The “budget gimmicks” used to fund the State Children’s Health Insurance Program (SCHIP, KCHIP in Kentucky) for the next five years, Bunning said Tuesday, “are irresponsible and basically guarantee a tax increase five years from now. I also do not believe adults should stay in the program.”
Bunning said he supported the original legislation which created the program which assists states in providing health insurance for poor children, but cannot support the proposed changes in the current legislation to renew the program.
The bill before the Senate would increase the federal excise tax on a pack of cigarettes by 60 cents, to $1, which Bunning said will encourage cigarette manufacturers to move out of the country and lead to black market smuggling of cigarettes. Proponents say it will discourage youth smoking while helping fund health insurance for children of low-income families.
But Bunning says the bill is funded only for four years and that will result in tax increases to pay for it in five year. He said the number of burley producers in Kentucky has declined from 100,000 when he joined the Senate to around 32,000 today and the increased tax will reduce that number by a third. Asked if the tax would promote public health by discouraging youth smoking, Bunning said, yes – but:
“If they don’t grow burley in Kentucky, they will grow it in Brazil and they’re going to drive manufacturing off shore,” Bunning said. “If you want to put a business out of business, taxing is not the way to do it. Prohibition is the way.”
That tax is regressive, Bunning said, falling primarily on poor families whose members smoke more.
Bunning doesn’t think voters have yet begun to focus on next year’s presidential election and he thinks others may yet enter the race although he didn’t identify who might still enter beyond the known candidates and those like Republican Fred Thompson who are thought to be on the verge of entering the race.
“I don’t think all the players are in the game yet,” Bunning said. “And I think we’ll see some second tier candidates move into the first tier.”
Bunning said a key to candidates’ success will be to raise sufficient money to be competitive in a round of primaries in several large states in what is being referred to now as “Super Tuesday” a week after the New Hampshire primary. He called Thompson a “dear friend” but included him among those who must decide soon whether to enter the race in order to raise enough money to compete in those Super Tuesday primaries. He said he thinks Newt Gingrich is likely to decide whether to enter the race by September or October after he sees “the lay of the land.”

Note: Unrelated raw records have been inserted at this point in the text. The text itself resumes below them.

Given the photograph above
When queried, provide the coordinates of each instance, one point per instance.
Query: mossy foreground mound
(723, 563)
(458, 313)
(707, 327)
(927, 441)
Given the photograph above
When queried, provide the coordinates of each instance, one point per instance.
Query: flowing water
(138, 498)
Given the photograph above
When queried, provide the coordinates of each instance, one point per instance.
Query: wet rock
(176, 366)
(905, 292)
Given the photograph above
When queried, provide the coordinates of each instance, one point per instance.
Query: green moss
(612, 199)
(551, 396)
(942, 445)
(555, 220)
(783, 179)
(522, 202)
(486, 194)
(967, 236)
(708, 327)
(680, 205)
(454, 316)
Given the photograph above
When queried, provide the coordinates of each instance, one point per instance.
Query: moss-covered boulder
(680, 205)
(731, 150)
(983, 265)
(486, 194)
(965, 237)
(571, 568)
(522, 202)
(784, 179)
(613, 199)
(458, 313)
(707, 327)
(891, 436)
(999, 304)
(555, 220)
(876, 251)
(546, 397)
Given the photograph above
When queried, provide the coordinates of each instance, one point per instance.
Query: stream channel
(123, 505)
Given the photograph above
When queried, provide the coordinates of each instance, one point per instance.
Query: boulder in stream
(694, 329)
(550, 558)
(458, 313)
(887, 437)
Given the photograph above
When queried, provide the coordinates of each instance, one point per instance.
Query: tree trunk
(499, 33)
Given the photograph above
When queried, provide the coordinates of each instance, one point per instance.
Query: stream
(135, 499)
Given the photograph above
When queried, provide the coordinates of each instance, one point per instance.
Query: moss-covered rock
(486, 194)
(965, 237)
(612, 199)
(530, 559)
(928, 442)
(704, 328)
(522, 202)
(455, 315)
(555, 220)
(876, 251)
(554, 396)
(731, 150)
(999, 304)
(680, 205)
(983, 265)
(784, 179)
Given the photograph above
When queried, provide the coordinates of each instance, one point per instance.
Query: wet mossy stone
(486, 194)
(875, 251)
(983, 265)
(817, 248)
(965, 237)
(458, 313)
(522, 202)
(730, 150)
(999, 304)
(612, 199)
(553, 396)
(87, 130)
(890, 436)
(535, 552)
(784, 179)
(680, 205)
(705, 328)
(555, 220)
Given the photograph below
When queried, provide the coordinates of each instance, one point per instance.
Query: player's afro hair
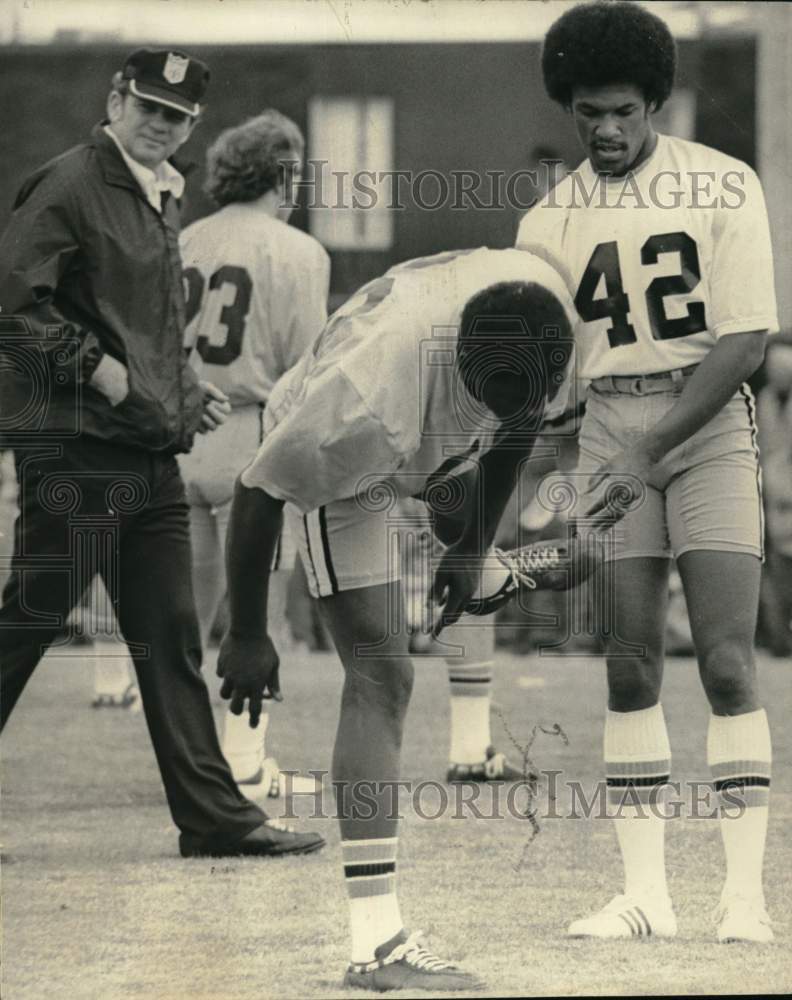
(515, 326)
(609, 41)
(250, 159)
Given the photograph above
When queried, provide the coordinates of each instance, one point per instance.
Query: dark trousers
(87, 506)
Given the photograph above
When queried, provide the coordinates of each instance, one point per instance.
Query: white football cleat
(628, 917)
(743, 919)
(555, 564)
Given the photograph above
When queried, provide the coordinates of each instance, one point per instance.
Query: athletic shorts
(211, 469)
(705, 494)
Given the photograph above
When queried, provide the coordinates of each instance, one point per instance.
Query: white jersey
(663, 261)
(379, 399)
(256, 293)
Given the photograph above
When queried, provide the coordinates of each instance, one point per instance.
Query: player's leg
(723, 621)
(346, 554)
(114, 685)
(37, 596)
(470, 663)
(715, 515)
(632, 593)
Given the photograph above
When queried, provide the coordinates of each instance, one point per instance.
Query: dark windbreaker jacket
(88, 267)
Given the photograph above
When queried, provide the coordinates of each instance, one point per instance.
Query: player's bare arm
(248, 661)
(457, 576)
(732, 360)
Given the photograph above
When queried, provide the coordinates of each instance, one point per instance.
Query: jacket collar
(111, 162)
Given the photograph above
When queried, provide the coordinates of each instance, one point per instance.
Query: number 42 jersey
(664, 261)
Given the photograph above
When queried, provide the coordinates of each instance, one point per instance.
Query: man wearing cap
(96, 398)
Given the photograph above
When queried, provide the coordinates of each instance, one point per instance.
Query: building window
(350, 142)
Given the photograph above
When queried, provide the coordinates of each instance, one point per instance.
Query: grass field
(97, 903)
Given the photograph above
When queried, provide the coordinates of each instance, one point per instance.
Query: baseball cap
(168, 77)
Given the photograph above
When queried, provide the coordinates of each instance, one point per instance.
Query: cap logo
(175, 68)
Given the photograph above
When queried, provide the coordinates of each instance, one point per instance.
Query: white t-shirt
(378, 398)
(663, 261)
(256, 293)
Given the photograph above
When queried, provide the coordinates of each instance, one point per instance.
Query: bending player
(456, 354)
(256, 298)
(669, 250)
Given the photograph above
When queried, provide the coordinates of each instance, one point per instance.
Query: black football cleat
(404, 964)
(270, 840)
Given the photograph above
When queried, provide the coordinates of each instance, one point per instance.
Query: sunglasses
(171, 115)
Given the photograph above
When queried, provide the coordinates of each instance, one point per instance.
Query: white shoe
(743, 919)
(270, 782)
(628, 917)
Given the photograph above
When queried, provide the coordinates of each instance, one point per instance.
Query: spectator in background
(256, 300)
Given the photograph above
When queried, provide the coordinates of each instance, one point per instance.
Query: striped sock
(739, 753)
(370, 873)
(637, 763)
(470, 680)
(243, 747)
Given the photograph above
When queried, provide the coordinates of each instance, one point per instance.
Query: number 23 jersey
(256, 292)
(664, 261)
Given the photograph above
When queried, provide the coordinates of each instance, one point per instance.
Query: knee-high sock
(370, 876)
(637, 764)
(739, 753)
(470, 680)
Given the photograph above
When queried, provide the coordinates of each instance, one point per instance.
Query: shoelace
(719, 912)
(418, 956)
(495, 766)
(278, 824)
(530, 559)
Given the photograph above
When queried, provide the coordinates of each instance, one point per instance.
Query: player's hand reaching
(617, 487)
(249, 667)
(216, 408)
(456, 581)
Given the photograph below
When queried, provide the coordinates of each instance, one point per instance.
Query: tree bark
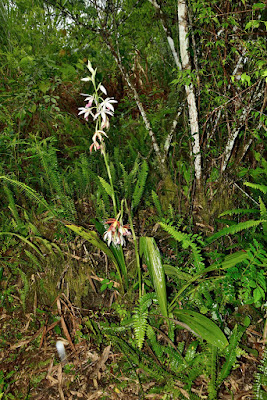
(191, 99)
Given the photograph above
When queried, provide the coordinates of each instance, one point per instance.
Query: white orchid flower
(103, 89)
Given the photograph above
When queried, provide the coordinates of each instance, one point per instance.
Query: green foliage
(231, 352)
(187, 240)
(140, 185)
(150, 251)
(140, 317)
(261, 379)
(203, 327)
(232, 230)
(93, 238)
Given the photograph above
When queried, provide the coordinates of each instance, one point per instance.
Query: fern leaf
(231, 230)
(230, 353)
(261, 379)
(140, 319)
(32, 194)
(239, 211)
(187, 241)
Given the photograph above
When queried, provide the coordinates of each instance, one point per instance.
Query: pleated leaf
(203, 327)
(149, 250)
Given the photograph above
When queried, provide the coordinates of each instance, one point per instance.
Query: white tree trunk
(160, 157)
(191, 99)
(232, 138)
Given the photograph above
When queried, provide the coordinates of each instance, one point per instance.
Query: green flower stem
(110, 181)
(136, 249)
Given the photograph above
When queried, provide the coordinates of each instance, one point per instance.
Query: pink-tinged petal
(103, 89)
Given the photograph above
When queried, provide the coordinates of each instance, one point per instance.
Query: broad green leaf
(203, 327)
(170, 270)
(23, 239)
(150, 251)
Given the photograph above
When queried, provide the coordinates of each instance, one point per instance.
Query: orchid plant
(100, 110)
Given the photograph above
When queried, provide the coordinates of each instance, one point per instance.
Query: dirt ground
(31, 368)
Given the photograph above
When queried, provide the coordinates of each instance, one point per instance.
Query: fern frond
(140, 185)
(140, 318)
(24, 291)
(212, 387)
(31, 193)
(231, 230)
(156, 346)
(176, 362)
(261, 379)
(239, 211)
(230, 353)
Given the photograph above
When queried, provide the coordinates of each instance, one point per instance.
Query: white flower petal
(103, 89)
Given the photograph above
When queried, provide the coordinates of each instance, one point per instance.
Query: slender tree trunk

Bunning said he remains in favor of a constitutional amendment to require a federal budget, something he pushed for in the Kentucky legislature before going to Congress.
“Pay as you means absolutely nothing unless you have a balanced budget,” Bunning said., referring to current Democratic attempts to require any spending to be offset by identified revenue or reductions in revenue to be offset by corresponding cuts in spending. As for the inability of the previous Republican Congress working with Republican President George W. Bush to restrain spending, Bunning said that was caused by extraordinary expenditures for the wars in Afghanistan and Iraq and the federal response to Hurricanes Katrina and Rita.